主催者の「子どもの本・九条の会」、広島では初めて聞く名前です。そのはず、2008年に設立された会ですが、活動の拠点は東京だということです。この展覧会、東京では毎年開催されているのですが、以前から希望が実り、今年ようやく広島での初めての開催が実現したそうです。
会場には、戦争と平和をテーマにした国内外の絵本・児童書が、「核兵器と原発に関する本」「戦争と平和に関する本」「各地の空襲、平和についてのお話絵本」などのテーマごとに約300点展示されています。何冊かは見たことがある本もありましたが、初めての本がほとんどです。
展示されているのは本だけではなく、「おこりじぞう」など5冊の本の原画も展示されています。
メインの会場の最初の展示は、今年7月22日に亡くなられた児童文学作家那須正幹さんを追悼するコーナーです。
テーブルに並べられた那須さんの多くの本と共に絵本「絵で読む広島の原爆」の原画が展示されています。絵の作者は、西村繁男さんです。この本は、私の書棚にも1冊ありますが、見開き2ページを使って1枚の絵が描かれています。ですから、原画も横長のかなりの大きさです。
一枚は拡大して紹介したいのですが、「写真撮影は全体としてはOKですが、原画単品での撮影はできません」とのことですので、上写真から横長の大きさを想像してください。
次に移動します。那須さんのコーナーの奥に、気になる原画展示がありました。
今年1月に発刊された絵本「いぬのふるさと」の原画です。作者は、絵・文とも鈴木邦弘さんです。置かれていた本のチラシには「あの日から10年―遠い町で一人ぼっちになった犬は、ある日、故郷をめざした。

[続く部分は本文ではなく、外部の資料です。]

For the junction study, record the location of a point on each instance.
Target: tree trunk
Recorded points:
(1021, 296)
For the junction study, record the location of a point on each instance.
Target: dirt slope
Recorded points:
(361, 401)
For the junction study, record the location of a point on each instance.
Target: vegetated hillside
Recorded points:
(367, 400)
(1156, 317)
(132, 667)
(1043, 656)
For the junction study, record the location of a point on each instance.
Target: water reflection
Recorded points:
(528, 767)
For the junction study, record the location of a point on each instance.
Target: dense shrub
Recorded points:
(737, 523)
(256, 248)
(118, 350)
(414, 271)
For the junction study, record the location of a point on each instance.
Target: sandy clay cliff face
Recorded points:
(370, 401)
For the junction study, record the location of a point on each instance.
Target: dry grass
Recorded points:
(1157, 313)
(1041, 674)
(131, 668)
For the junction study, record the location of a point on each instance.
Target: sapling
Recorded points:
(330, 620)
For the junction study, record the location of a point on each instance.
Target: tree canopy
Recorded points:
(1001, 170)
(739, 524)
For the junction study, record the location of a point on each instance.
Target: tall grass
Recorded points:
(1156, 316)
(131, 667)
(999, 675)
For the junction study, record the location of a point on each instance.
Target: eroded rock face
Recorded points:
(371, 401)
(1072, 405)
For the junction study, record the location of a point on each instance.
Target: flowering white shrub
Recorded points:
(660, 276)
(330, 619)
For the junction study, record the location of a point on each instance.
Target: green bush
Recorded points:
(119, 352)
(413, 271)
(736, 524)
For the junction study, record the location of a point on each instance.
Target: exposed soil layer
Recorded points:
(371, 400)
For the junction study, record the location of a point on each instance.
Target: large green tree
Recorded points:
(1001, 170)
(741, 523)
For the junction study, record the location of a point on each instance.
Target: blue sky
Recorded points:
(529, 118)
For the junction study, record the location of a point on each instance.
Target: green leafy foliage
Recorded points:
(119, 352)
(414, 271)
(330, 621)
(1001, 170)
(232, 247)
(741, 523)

」と書かれ、さらに「原発事故の被災地に何度も足を運び、取材を重ねた著者にしか画けなかった絵本」と紹介されています。福島原発事故による被災地の今を描いた作品です。
ここでも原画そのものは写真撮影できませんので、絵の雰囲気を知ってもらうため、会場の置かれていた絵の一枚が使われているチラシを紹介します。
この絵は、「福島10年 見えない放射能を描く」と題して、昨年6月30日から7月11日まで東京新聞に掲載されたものです。
この「子どもの本展」では、本や原画の展示と共に23日、24日の二日間はトークイベントも開催されます。
最終日の今日のトークイベントは、午前11時からの「『チンチン電車と女学生』の笹口里子さんの被爆証言」、15時からは「絵で読む広島の原爆」の原画作者西村繁男さんの講演など4つの企画が予定されています。
今日が最終日ですが、時間があれば、立ち寄っていただきたい展示会です。